UK investigators found guideline-recommended post-specialist care deficient, including low levels of nutrition monitoring and widely variable prescription of dietary supplements.
Patients who have undergone bariatric surgery may not be receiving adequate post-surgical care, placing them at risk for cardiovascular and neurologic conditions caused by nutritional deficiencies, concluded investigators in the United Kingdom.
Post-bariatric surgery guidelines from the UK National Institute for Health and Care Excellence (NICE) recommend that after weight-loss surgery, patients remain under the care of a specialist for 2 years and then continue follow-up with a general practitioner (GP). Further, patients should receive lifelong annual nutritional and weight monitoring under a shared care model between primary care and bariatric specialists, write authors led by Helen M. Parretti, MA, PhD, MSc, a consulting clinical senior lecturer at Norwich Medical School in the UK, in the British Journal of General Practice. They note, however, there is little support for GPs to commit to such long-term annual care.

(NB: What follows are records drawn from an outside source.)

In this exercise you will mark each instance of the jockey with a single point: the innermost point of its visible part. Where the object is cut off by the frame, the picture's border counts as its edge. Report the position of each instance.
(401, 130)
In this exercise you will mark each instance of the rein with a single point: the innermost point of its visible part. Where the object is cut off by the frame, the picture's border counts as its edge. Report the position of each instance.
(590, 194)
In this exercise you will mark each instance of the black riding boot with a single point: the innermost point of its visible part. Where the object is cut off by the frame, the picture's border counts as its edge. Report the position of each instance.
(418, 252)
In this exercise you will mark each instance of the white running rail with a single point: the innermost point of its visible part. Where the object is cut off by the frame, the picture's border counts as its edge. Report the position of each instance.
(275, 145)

Bariatric surgery is associated with significant health benefits, eg, remission of type 2 diabetes, improvements in cardiovascular disease and reduction in all cause mortality, observe the authors. But the surgery requires close follow up to avoid long-term risks including significant nutritional deficiencies and weight regain, the results of which can include "permanent disability or death in some cases."
Pointing to the absence of research on long-term care of these patients and the potential for patient harm related to poor monitoring, the researchers evaluated GPs adherence to the UK's post-bariatric surgery guidelines in the years following transition of care.
The retrospective cohort study drew participants from a UK electronic primary care database; cohort entry was restricted to adult patients (≥18 years) with BMI ≥30 kg/m2 before surgery and a record of bariatric surgery any time between Januarys 1, 2000 and January 1, 2015. Procedures of interest were laparoscopic adjustable gastric banding (LAGB), gastric bypass, and sleeve gastrectomy.
The primary outcome was an estimate of the annual proportion of patients with a record of weight measurement, recommended nutritional screening blood tests, and prescription of recommended nutritional supplements. A secondary aim was to examine the proportion of patients whose test result indicated a nutritional deficiency.
A total 3137 patients were eligible for inclusion; 20% were men; 52% white; mean age at surgery, 48.4 years. The mean BMI pre-surgery was 45.3 kg/m2 (SD 8.9) and mean BMI post-surgery was 36.8 kg/m2 (SD 8.8). Baseline characteristics were similar across bariatric procedures. Median follow-up post-surgery was 5.7 years (range 4.2-7.6) Distribution of procedures: LAGB 1400 (44.6%), gastric bypass 1067 (34.0%), sleeve gastrectomy 446 (14.3%), and other bariatric procedure 224 (7.1%).
Investigators found annual weight measurement in year 2-3 post surgery ranged from 59% for patients post-gastric bypass to 51% for those post-sleeve gastrectomy. Those percentages gradually declined for all procedures during years 3-4 and 4-5.
Nutritional monitoring blood tests
Measurement of nutritional monitoring blood tests recommended for LAGB varied between 29.7% for protein and 47.6% for creatinine in year 2–3 post-surgery, while 44.9% of patients had a hemoglobin (Hb) measurement in year 2–3 post-surgery. For gastric bypass and sleeve gastrectomy, differences in annual proportions of patients with measurement of a routinely requested blood test (eg, Hb, creatinine) and of a blood test specific to bariatric surgery differed markedly:
Two deficiencies were most common: low hemoglobin, varying between 40.5% (sleeve gastrectomy) and 50.6% (gastric bypass and LAGB) of patients, and low ferritin, varying between 18.9% (LAGB) and 35.0% (gastric bypass and LAGB). Prescription of nutritional supplements recommended for patients after bariatric surgery also was extremely variable (see figure at left)
In their discussion, the authors state that their findings suggest that patients are not receiving the recommended nutritional care at the primary care level in terms of monitoring and treatment, placing them at increased risk of "preventable adverse outcomes.” They add that health care professionals and patients alike should understand the importance to long-term success of appropriate follow-up after bariatric surgery. Importantly, GPs should be supported to provide such care.